After one Arpaio sweep through the town of Guadalupe, children were too frightened to attend their Catholic confirmation, lest relatives be arrested.

Like the pre-Civil War era of free and slave states, America is about to divide along color lines.

Six states already have a version of Arizona's bill and are awaiting the ruling for implementation. In all, 16 states filed amicus briefs urging the Supreme Court to support SB 1070.

Where once we depended upon the federal government to protect minorities from firehoses and segregated schoolhouses named Booker T. Washington or George Washington Carver, the Supreme Court is poised this month to tell us how far local cops can go to detain brown people.

As if the federal government hadn't gone far enough.

In fact, President Obama has deported 1.5 million Latinos, more than any previous president. Such a massive displacement of humanity does not come without brutality.

In the first six months of 2011, 46,000 mothers and fathers were shipped back to Mexico, leaving their children in America. And more than 20,000 other parents were ordered out but have yet to depart. Roughly 22 percent of all deportees were forced to abandon children — children who are American citizens.

What SB 1070 does is criminalize the undocumented. The law forces all police officers to ascertain a person's immigration status whenever a cop interacts with a brown person. Lights on a license plate too dim? A call about domestic violence?

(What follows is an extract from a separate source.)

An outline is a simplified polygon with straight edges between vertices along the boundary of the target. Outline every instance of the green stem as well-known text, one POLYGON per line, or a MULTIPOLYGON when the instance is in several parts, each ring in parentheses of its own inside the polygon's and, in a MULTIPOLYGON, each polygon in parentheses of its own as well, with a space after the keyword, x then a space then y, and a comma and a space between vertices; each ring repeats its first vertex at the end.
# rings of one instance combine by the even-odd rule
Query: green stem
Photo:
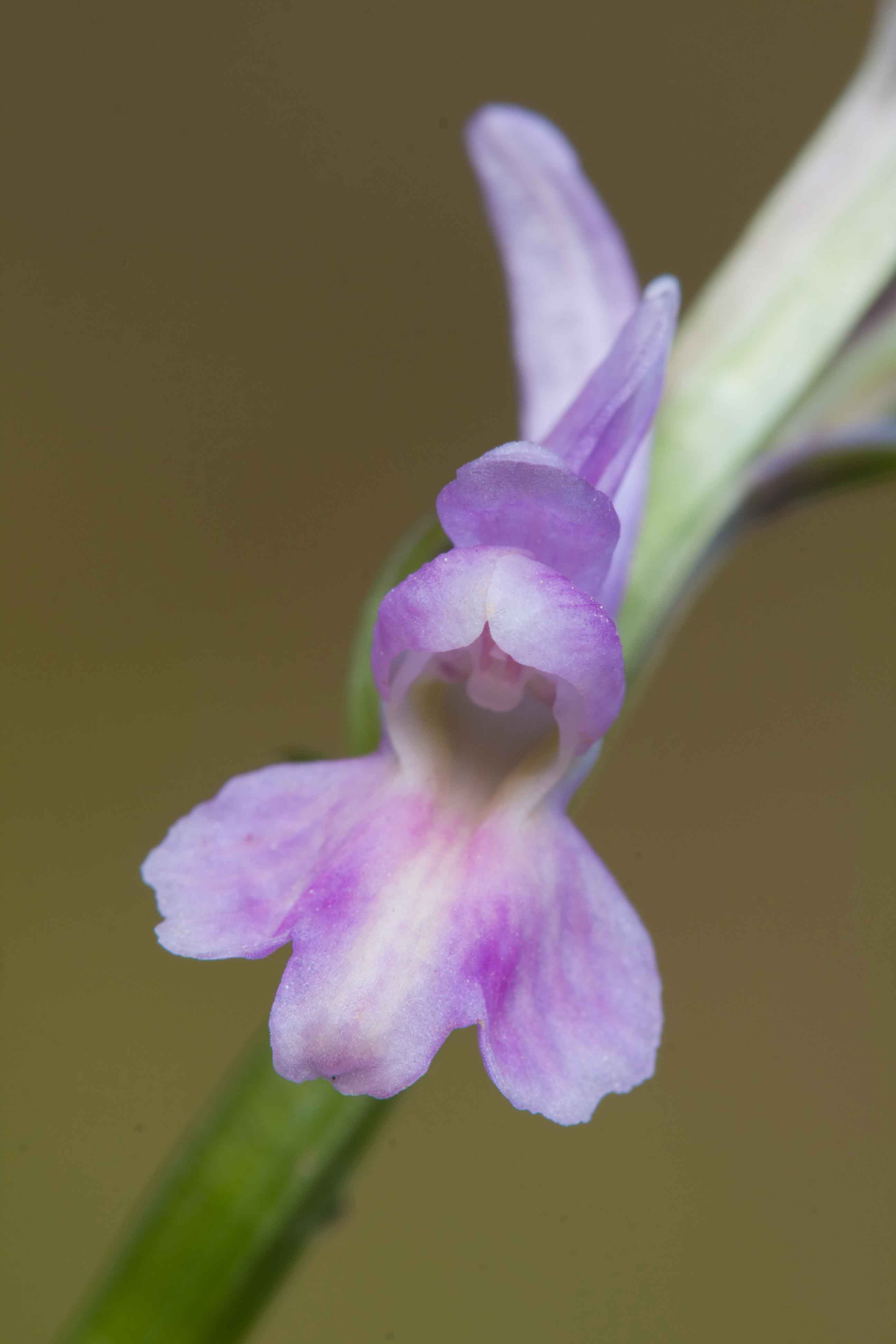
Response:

If an officer harbors any suspicion, he or she must ask for proof of citizenship. And if a cop doesn't do that, any citizen can sue the cop for not taking deportation seriously. To protect against lawsuits, the cautious cop must question all Latinos.

The stated purpose of SB 1070 is "attrition through enforcement," a chillingly efficient phrase.

How does the cop on the beat tell a Mexican from a Mexican-American?

And so, the 74 percent of all Latinos in America who are, in reality, U.S. citizens must be harassed about their origins. Unlike everyone else, they must carry papers.

Why?

Obama sells the roundup of brown people through a program called "Secure Communities." The alternative is clear enough.

Have we forgotten that the Irish, Italians, Jews, and Cubans generated almost as many mug shots as American dreams?

Polls show that SB 1070 and similar laws in other states are supported by voters at rates between 60 percent and 70 percent nationally.

In states that have passed laws allowing local law enforcement to hunt the undocumented, the financial impact has been devastating.

Last August, Alonzo examined labor shortages in the farm economy, where an estimated 80 percent of the workforce is undocumented.

She learned that efforts to recruit Americans to pick crops have failed abysmally.

In the late 1990s, Alonzo reported, "California launched a 'welfare to farmwork' program in the Central Valley at a time when regional unemployment was as high as 20 percent . . . A massive campaign addressed training, transportation, and other obstacles to getting workers in the fields. Though there were more than 100,000 potential workers, only three jobs were filled."

Things weren't any easier in Washington State. There, "a labor shortage for the 2006 cherry harvest prompted an advertising blitz to recruit about 1,700 needed workers, particularly for the much larger apple harvest that was just around the corner. Only 40 people took jobs," Alonzo wrote.